We found one marina just at the entrance of Sparrow Lake called Lauderdale Resort and Marina. We decided to go there for power and water since it was early and a hot day.
After getting tied up at the marina, we spent the afternoon catching up on laundry then had a nice dinner at their on-site grill — we sat at TABLE 8!! Unfortunately we didn’t get to meet Don and Leslie, but postponed our visit with them for 1 more day.
The next morning we headed out early to get to Swift Rapids lock when they opened at 9AM.
Swift Lock is the deepest single chambered lock on the Waterway at 47 feet high.
After Swift Lock and the delay from the previous day, we decided to push past Port Severn to go all the way through the final 2 locks (Big Chute Marine Railway and Port Severn) and onto Midland, Ontario across the Severn Waterway and Midland Bay. There were lost of beautiful places and sculptures to see on the waterway.
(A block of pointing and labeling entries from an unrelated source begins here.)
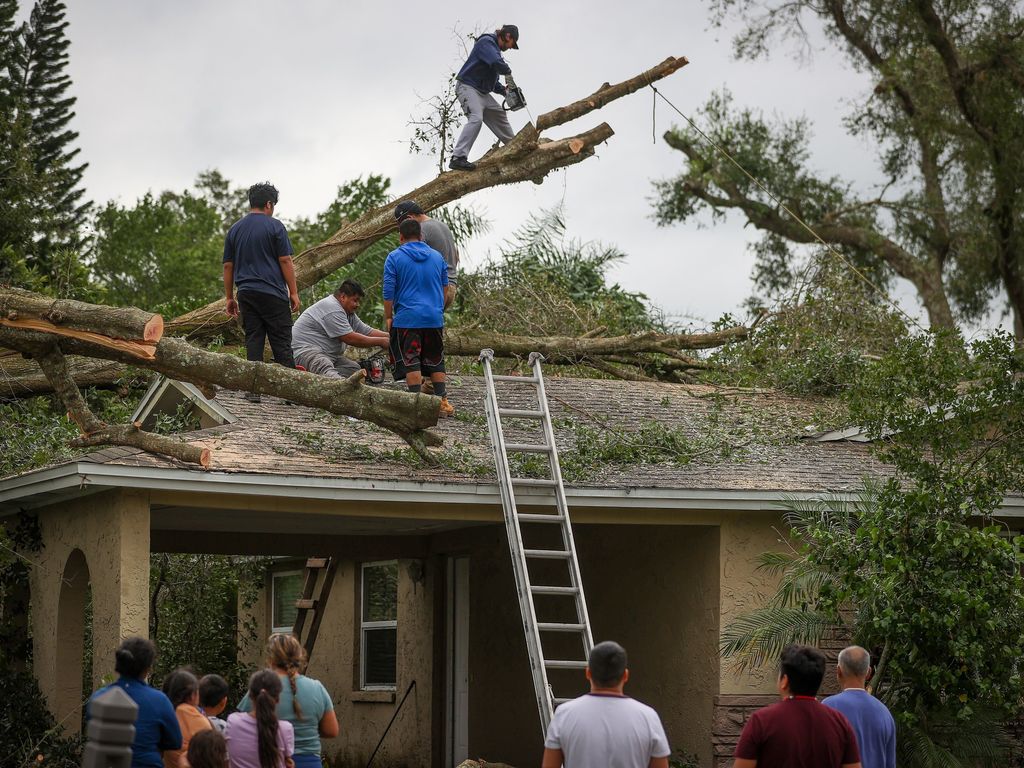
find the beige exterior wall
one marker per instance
(744, 588)
(365, 715)
(101, 541)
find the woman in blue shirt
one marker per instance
(156, 726)
(304, 701)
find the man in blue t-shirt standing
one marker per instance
(870, 719)
(476, 81)
(415, 278)
(258, 261)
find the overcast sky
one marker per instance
(310, 93)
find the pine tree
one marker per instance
(40, 88)
(18, 183)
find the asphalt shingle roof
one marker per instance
(728, 439)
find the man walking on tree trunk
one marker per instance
(476, 81)
(258, 262)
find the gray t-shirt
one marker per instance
(318, 328)
(606, 730)
(436, 235)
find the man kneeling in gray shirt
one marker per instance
(322, 334)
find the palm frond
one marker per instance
(758, 637)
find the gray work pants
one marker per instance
(316, 363)
(480, 109)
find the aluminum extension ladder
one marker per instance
(517, 523)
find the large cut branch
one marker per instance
(607, 93)
(69, 317)
(400, 413)
(526, 158)
(576, 349)
(96, 432)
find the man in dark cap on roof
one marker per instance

Some places had their swim slide just outside on the water, and some places were the only house on a small island…
We also went over the Big Chute — a railway lift that takes you over the roadway and drops you off in water on the other side.
After arriving at Bay Port Yachting Center in Midland, Don and Leslie picked us up for dinner at a great little woodfired pizza joint, Dillons. We learned that Leslie and Don knew alot about Midland, Leslie’s family used to own a summer cottage here and so they were quite familiar with this area and Orillia and Port Severn. We had a second great evening with them here in Midland — both parties agreed we needed to get together back in Bradenton when we are all back there.
We finally made it to Port of Orillia, Ontario. We had been working to get here for a couple of days, but due to lock issues, we were delayed. It was good to be here.
We did a quick walk around town and of course found an Irish Pub for some refreshment and snack.
That evening, we were picked up by our friends from Tara Golf and Country Club, Don McIntyre and Leslie Bailey, who took us in Leslie’s new convertible BMW to the country club in Orillia where they were members – Braestone.
They treated us to a great dinner, and we had a lot of fun talking with them!
After dinner, Larry and Mary walked to the Couchiching Beach park near the marina to see the Champlain Monument — considered the one of the finest bronze statues in North America.